Putting the New M4 Macs to the Test

Published Dec 13, 2024 • 6 min read

Apple's new M4 chips have been generating a lot of buzz, especially among folks interested in machine learning and computer vision. At Roboflow, we're always eager to get our hands on the latest hardware to see how it performs on computer vision tasks.

When the M1 chips launched in 2020, we ran some machine vision training benchmarks on them against our Intel-based Macs. So when we got a couple of the new M4 Mac Minis in the office, we knew we had to put them through their paces!

Using our open-source Roboflow Inference benchmarking suite, we compared the M4 and M4 Pro to a range of previous-gen Apple Silicon devices.
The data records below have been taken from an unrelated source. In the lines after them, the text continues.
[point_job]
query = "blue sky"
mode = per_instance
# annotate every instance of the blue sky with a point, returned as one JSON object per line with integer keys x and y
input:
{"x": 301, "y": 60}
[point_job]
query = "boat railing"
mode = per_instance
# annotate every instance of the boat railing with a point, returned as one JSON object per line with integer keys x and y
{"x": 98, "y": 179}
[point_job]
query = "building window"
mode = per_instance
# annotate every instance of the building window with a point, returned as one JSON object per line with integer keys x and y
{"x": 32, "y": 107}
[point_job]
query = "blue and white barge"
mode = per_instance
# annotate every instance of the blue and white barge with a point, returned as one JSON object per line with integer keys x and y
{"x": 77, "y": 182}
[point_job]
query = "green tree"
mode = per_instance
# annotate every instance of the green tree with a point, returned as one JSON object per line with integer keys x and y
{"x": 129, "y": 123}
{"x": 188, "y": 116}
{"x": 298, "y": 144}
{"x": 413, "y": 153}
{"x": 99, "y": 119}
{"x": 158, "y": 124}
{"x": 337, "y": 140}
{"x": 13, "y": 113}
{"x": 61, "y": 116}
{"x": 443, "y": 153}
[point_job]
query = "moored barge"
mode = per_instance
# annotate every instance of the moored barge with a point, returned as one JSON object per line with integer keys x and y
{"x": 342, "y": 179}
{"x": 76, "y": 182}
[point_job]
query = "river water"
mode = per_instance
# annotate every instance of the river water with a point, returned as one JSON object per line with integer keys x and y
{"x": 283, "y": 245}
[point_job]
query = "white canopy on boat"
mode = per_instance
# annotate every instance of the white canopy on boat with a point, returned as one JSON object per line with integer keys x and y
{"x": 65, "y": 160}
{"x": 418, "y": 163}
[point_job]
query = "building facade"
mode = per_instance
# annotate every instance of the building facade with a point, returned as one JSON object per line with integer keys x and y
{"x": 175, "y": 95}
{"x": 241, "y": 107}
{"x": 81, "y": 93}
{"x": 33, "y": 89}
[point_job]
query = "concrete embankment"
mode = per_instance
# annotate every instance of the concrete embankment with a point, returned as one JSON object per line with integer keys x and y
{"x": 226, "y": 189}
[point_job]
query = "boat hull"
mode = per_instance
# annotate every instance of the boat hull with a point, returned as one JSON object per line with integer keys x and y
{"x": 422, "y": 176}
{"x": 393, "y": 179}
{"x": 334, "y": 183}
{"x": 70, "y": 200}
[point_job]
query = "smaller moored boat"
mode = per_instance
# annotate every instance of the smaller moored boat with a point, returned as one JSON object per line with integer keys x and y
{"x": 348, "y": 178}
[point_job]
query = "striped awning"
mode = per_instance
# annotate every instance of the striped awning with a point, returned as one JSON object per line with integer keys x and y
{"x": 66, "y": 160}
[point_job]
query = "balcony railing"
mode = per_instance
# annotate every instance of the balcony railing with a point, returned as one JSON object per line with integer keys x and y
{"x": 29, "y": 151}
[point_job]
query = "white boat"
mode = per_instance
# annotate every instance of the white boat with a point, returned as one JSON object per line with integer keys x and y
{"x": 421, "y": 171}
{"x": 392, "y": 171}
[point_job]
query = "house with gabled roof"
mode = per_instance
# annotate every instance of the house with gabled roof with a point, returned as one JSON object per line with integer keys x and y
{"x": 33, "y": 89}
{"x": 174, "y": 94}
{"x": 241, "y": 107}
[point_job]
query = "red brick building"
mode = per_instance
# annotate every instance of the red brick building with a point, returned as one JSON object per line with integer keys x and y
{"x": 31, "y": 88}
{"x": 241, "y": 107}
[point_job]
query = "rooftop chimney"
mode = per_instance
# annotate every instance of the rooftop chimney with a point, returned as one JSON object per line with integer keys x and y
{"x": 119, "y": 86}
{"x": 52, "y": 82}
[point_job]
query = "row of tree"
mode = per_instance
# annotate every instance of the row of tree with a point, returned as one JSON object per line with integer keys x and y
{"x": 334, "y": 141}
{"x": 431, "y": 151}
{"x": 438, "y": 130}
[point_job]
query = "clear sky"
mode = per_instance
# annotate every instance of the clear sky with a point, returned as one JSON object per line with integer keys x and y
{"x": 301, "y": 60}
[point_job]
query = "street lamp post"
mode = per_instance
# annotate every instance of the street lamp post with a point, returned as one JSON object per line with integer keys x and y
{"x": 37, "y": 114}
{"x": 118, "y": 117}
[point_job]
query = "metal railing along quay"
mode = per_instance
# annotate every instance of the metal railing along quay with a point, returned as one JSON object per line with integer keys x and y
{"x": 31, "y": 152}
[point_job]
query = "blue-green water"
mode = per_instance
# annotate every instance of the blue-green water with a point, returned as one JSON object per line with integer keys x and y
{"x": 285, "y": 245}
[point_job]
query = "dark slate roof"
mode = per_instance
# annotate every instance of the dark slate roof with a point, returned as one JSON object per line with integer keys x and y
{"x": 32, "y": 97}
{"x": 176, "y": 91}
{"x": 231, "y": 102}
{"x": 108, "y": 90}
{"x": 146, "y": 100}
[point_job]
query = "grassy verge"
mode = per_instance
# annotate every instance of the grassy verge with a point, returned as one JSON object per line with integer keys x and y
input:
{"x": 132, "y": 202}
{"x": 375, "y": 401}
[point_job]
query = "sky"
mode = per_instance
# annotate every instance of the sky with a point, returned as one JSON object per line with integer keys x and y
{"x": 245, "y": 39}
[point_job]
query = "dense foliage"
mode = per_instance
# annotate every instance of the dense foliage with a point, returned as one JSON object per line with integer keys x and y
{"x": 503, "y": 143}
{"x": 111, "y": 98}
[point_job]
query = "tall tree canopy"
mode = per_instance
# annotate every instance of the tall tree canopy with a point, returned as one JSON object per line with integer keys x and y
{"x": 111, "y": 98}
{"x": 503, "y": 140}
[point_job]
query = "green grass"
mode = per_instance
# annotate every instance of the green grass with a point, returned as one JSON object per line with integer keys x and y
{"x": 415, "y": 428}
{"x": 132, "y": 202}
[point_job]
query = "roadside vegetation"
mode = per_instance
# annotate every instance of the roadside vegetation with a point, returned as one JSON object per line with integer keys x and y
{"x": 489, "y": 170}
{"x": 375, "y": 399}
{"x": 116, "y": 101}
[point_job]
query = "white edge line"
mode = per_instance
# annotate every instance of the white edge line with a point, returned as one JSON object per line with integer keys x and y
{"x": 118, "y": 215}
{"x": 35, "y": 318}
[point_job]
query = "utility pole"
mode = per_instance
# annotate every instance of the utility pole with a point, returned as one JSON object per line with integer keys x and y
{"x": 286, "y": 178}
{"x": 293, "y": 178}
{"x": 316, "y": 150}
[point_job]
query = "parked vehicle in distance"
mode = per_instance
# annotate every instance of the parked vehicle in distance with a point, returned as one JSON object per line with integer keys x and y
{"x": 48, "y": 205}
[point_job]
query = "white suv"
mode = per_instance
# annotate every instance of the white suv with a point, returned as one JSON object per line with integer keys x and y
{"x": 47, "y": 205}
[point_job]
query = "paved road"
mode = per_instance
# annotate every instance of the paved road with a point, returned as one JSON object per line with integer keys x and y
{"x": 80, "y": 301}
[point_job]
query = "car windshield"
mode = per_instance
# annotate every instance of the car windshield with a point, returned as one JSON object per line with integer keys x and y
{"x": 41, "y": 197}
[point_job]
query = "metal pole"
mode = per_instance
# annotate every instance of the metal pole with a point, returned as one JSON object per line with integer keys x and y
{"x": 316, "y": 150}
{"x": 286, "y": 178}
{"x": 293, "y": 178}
We tested everything from the OG M1 to the beastly M4 Max, with a few M2 and M3 MacBook Airs thrown in for good measure.

Here's how the lineup shook out:

We have a pretty even distribution of Apple Devices across the previous 3 generations. Max chips have been our favorite chips to get, since we can really take advantage of the additional CPU and GPU cores for building computer vision tools.

Each device was benchmarked with 50 computer vision models, covering everything from tiny object detection nets to giant, state-of-the-art segmentation models. Here's a list of the models we tested:

YOLOv8

Base Models: yolov8n-640, yolov8n-1280, yolov8s-640, yolov8s-1280, yolov8m-640, yolov8m-1280, yolov8l-640, yolov8l-1280, yolov8x-640, yolov8x-1280
Segmentation Models: yolov8n-seg-640, yolov8n-seg-1280, yolov8s-seg-640, yolov8s-seg-1280, yolov8m-seg-640, yolov8m-seg-1280, yolov8l-seg-640, yolov8l-seg-1280, yolov8x-seg-640, yolov8x-seg-1280
Pose Models: yolov8n-pose-640, yolov8s-pose-640, yolov8m-pose-640, yolov8l-pose-640, yolov8x-pose-640, yolov8x-pose-1280

Learn more about YOLOv8

YOLOv10

Base Models: yolov10n-640, yolov10s-640, yolov10m-640, yolov10b-640, yolov10l-640, yolov10x-640

Learn more about YOLOv10

YOLOv11

Base Models: yolov11n-640, yolov11n-1280, yolov11s-640, yolov11s-1280, yolov11m-640, yolov11m-1280, yolov11l-640, yolov11l-1280, yolov11x-640, yolov11x-1280
Segmentation Models: yolov11n-seg-640, yolov11s-seg-640, yolov11m-seg-640, yolov11l-seg-640, yolov11x-seg-640

Learn more about YOLOv11

YOLO-NAS

Base Models: yolo-nas-s-640, yolo-nas-m-640, yolo-nas-l-640

Learn more about YOLO-NAS

The models were benchmarked with the following command, using the inference CLI tool:

inference benchmark python-package-speed --warm_up_inferences 50 --model_id $MODEL --benchmark_requests 100

Fast, Faster, Fastest

So how'd the new chips stack up? In a word: fast.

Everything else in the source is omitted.